Opinion: Don’t Claim to be Green, if you’re "Living the Dream"

If you have arrived at this blog post, dear reader, you almost surely identify as an environmentalist, conservationist, or the like. That is a wonderful thing - it really is. We are part of a growing, global community that cares for the planet and knows we need to collectively find a true path to sustainability.


There is a harsh truth that ought to be recognised, however. I submit that one cannot sincerely identify with any of these value systems if one lives a life profligacy; even an upper-middle class level of consumption as we know it in the west today is inherently incompatible with a sincere concern for the state of our planet.


Yet, in my estimation, far too many delude themselves into thinking they can have their cake and eat it too.

I refer here not to a reasonable level of comfort, security and enjoyment that comes with a full life. But if one doesn't actively exercise restraint in the consumption of goods and services (more than just what's financially possible), then - there’s no way around it - that's a kind of hypocrisy. It’s signalling a set of values without living by them. A humble life rejecting materialism is the only way to be ethically consistent. (The things that make life worthwhile can’t be bought anyway.)

"Earth provides enough to satisfy every man's needs, but not every man's greed." - Mahatma Gandhi

In short, profligacy and caring for the world around us just doesn't go together. There are over 7.5 billion of us, with projections showing Earth's population will likely exceed 10 billion in the next several decades. Overpopulation is suffocating us as well as the natural world, slowly but surely. Having many children, therefore, is morally questionable.


The more you consume, the greater your ecological footprint. If you have a large home (larger than you need), you can't reasonably claim to “practice what you preach”. Is it responsible to drive a large car like an SUV because it's fashionable, not out of necessity? Is it ethical to replace your smartphone year after year, not because it's broken but because there's a flashy new model? Consider other areas of consumption: high-end, wasteful, meat-rich meals; a diet high in dairy products; holidays with an enormous carbon footprint; investments prioritising profitability over sustainability, and so on. To the extent an individual lives in this way, I would question their sincerity.

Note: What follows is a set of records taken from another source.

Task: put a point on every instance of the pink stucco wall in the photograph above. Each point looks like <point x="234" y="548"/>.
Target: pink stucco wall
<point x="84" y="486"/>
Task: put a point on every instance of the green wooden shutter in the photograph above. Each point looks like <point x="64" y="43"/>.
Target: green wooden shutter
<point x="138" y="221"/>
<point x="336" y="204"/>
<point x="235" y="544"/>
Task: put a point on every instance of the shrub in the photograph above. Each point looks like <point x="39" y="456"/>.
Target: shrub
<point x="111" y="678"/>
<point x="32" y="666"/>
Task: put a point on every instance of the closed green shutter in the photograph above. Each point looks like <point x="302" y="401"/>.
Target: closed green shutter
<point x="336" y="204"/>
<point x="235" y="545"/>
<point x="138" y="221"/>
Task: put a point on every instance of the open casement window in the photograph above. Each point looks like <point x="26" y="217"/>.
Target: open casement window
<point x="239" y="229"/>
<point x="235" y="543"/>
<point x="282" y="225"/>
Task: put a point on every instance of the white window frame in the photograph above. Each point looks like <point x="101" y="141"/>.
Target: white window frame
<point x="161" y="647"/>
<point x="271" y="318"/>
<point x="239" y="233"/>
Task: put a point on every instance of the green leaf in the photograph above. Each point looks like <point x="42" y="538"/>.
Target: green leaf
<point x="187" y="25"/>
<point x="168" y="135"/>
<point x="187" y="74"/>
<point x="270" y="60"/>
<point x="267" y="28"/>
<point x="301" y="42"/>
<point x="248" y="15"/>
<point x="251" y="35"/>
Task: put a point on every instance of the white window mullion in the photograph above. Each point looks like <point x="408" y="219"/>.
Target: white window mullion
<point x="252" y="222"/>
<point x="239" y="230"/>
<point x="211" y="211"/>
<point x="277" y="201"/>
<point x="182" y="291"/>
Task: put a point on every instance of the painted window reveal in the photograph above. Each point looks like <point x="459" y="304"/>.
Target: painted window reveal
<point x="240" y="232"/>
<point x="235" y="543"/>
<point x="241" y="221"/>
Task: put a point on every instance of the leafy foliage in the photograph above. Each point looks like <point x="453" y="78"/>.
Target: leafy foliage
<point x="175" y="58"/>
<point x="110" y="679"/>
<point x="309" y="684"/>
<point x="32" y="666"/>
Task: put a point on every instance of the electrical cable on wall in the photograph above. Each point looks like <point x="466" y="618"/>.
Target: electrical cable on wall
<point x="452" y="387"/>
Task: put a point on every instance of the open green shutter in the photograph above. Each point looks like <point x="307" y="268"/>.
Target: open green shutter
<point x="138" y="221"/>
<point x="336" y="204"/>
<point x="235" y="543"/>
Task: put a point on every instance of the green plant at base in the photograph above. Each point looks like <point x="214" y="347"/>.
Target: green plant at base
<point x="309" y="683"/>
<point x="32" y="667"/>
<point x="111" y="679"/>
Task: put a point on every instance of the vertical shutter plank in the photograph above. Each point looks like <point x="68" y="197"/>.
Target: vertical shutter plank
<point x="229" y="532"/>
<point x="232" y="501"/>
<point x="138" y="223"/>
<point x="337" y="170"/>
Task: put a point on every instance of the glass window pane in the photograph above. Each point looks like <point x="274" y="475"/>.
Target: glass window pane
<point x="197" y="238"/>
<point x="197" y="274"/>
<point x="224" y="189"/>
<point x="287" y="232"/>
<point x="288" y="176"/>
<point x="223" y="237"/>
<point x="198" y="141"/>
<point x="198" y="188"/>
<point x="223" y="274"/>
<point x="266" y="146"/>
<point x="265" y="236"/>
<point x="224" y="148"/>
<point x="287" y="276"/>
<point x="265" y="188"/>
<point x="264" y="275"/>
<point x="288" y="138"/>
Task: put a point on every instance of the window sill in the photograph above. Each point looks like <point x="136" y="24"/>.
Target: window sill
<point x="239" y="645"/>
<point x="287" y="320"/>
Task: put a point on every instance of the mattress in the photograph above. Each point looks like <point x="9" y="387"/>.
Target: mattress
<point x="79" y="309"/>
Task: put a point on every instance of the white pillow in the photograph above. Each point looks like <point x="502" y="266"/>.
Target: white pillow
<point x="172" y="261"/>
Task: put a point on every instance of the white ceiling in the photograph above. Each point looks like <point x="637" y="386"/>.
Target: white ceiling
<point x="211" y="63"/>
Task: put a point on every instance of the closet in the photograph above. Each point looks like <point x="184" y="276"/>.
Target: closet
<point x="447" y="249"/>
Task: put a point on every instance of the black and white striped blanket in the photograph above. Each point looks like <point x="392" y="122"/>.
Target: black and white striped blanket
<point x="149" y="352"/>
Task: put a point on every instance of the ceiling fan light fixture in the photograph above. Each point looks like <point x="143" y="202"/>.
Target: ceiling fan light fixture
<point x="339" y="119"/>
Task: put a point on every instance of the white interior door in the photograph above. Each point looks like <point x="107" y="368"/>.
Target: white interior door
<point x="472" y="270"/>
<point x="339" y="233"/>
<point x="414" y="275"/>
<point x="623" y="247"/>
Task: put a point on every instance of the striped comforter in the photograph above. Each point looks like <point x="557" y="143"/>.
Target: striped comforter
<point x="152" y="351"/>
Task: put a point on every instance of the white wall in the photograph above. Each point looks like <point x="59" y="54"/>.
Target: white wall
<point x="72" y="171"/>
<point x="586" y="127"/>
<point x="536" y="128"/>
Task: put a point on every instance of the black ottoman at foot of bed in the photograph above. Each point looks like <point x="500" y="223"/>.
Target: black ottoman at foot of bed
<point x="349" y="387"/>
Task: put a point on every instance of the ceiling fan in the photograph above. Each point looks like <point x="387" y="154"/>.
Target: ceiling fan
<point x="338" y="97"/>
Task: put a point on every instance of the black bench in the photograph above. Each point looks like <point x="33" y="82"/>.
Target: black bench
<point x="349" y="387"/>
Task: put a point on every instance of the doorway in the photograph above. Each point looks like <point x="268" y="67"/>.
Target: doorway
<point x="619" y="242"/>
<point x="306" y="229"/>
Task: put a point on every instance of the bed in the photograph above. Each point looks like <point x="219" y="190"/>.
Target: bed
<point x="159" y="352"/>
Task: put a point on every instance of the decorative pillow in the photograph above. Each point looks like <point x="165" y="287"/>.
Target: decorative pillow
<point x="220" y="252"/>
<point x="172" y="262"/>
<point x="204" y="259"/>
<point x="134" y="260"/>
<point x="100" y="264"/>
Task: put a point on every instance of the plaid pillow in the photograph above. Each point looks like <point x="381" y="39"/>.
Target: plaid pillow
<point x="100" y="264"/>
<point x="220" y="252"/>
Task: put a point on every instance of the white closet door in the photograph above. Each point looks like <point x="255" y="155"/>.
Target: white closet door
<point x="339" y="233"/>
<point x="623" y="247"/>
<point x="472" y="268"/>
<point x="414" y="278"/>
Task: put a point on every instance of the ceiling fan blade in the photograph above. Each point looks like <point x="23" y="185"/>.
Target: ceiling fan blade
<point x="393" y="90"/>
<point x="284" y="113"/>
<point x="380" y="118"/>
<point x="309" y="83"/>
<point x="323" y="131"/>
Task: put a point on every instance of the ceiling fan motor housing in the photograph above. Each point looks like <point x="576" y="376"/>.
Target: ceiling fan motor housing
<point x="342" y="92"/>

The intention here is not to shame anyone. But we can’t avoid the ethical tension between the lifestyle society conditions us to desire and environmental imperatives. To use an overused expression nowadays - though I believe it is particularly relevant in this case - my assertion is that far too many people engage in virtue signalling (expressing values with the primary purpose of maintaining or enhancing standing in a social group) on sustainability issues. Only, we are too “polite” to point out the obvious contradictions.


It has been said that the things you own end up owning you. There's much to be said for simplifying your life; consider what you truly need in your life for yourself and your family's well-being. If we refuse to recognise that hyper-materialism is simply wrong, we're ethically confused in the best case and just plainly uncaring in the worst. One thing is for sure: you can't claim to be a friend of the planet.


The views expressed are my own - no one else's. Make of them what you will.